Assumi tom paternal.

– O ideal é você estudar bastante, ler muito...

– Ah, livro não é comigo! Todo mundo diz que eu tenho jeito para ser famoso.

– Você é novo, deve se dedicar... Quem sabe uma faculdade?

– Já escrevi três novelas, todas muito boas. Melhores que as suas.

Suspirei. Não adiantava aconselhar, pelo visto.

– Ninguém começa com novelas. Por que não escreve uma peça de teatro e monta com seus colegas, na escola?

– Você não entendeu. Quero ser famoso.

– Sinto muito. Vá estudar. Boa sorte.

Do outro lado, um grito.

– Você vai se arrepender, quando eu for um sucesso!

É incrível o número de pessoas que me procuram em busca de glória rápida. Como autor de novelas, acho normal atrair pessoas interessadas no mundo da televisão. Só me espanto com a quantidade de gente que ambiciona fama a qualquer preço. Sem nenhum amor pelo teatro, pela literatura, pelo cinema. Pelo que, enfim, faria parte da profissão. Recentemente, conheci um rapaz de alta classe média, curso universitário concluído. Queria ser roteirista. Dei o aviso de sempre.

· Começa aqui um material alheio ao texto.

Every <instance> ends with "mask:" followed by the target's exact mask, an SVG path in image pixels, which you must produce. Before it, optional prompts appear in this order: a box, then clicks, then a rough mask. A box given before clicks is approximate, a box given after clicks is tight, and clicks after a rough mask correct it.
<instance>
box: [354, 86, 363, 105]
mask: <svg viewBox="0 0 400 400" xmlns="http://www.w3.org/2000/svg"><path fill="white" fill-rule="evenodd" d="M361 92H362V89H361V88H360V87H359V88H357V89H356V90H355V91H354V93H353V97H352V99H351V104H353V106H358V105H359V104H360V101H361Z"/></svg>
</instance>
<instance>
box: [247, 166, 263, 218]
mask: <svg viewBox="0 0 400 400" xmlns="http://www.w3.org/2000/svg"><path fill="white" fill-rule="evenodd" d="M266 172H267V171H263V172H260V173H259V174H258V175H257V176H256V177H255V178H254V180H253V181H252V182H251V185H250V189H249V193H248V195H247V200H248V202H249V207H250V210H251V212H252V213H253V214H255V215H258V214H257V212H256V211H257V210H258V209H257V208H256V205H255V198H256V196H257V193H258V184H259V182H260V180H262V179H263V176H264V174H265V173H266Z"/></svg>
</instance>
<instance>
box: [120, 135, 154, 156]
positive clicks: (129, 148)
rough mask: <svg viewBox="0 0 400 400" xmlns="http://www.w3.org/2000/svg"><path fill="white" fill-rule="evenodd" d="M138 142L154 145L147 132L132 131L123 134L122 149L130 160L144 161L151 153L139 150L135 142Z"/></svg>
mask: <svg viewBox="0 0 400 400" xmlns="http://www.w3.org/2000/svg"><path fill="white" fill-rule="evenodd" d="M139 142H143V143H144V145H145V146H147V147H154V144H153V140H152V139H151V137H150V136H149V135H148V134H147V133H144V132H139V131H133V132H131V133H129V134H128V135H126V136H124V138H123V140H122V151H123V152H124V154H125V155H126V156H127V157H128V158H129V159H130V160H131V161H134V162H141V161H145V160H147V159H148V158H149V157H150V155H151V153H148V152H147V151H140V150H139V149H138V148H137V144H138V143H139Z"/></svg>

– Para escrever bem, é preciso ler muito.

– Prefiro música.

– Por que não tenta ser DJ?

Prometeu dedicar-se aos clássicos. Semanas depois me procurou com um texto. Não gosto de analisar a produção alheia. Salvo quando dou cursos, o que é raro. Adoro literatura. Faço o possível para dedicar meu tempo livre às obras que realmente quero desfrutar. Quase abri uma exceção. Avisei:

– Só pego seu texto se você estiver lendo algum livro.

– Ah, estou sim. Um ótimo.

– Qual o nome?

– Ih... esqueci!

Devolvi o calhamaço. Há quem me ligue a cobrar. Como tenho secretária eletrônica, ela atende. Ouço pedidos desesperados:

– Por favor, me ajude a realizar um sonho! Quero aparecer na televisão!

Ainda tenho de pagar o interurbano!

Se vou a um evento, alguém sempre me entrega uma foto. Posso estar em uma festa, jantar, palestra. No Orkut, já botei um aviso: não estou à caça de talentos. Inútil. Todos os dias, várias pessoas pedem papel. Até figuração. Nunca respondo. Raramente sou abordado por profissionais. No fim do ano entro na mira de vendedores de loja, personal trainers, parentes distantes. Todos querendo participar do Big Brother! Quando explico não ter nada a ver com a seleção, ganho cara amarrada!

Boa parte da culpa é dos pais. Há anos, estive, para meu susto, na seleção da novela Chiquititas, do SBT. A fila dobrava o quarteirão. A maioria absoluta das meninas de 6, 9 anos estava de bustiê, umbigo de fora, microssaia. Eu pensava: "No que pensam mães que vestem uma menina assim?" O teste era honestíssimo. Havia que cantar e dançar. Quase todas as garotinhas interpretavam Na Boquinha da Garrafa, hit da época. Era a senha para a candidata ser reprovada.

– Vira só imitação, sem criatividade – explicou a responsável pelos testes.

Saí chocado. Foi terrível ver as garotinhas rebolando como starlets!

A glória implica um padrão de vida mais elevado. Não nego. Pouca gente compreende que a fama deve resultar de um trabalho sério. Buscar o sucesso pelo sucesso resulta em amargura. O sonho transforma-se em pesadelo. E impede a pessoa de descobrir sua verdadeira vocação.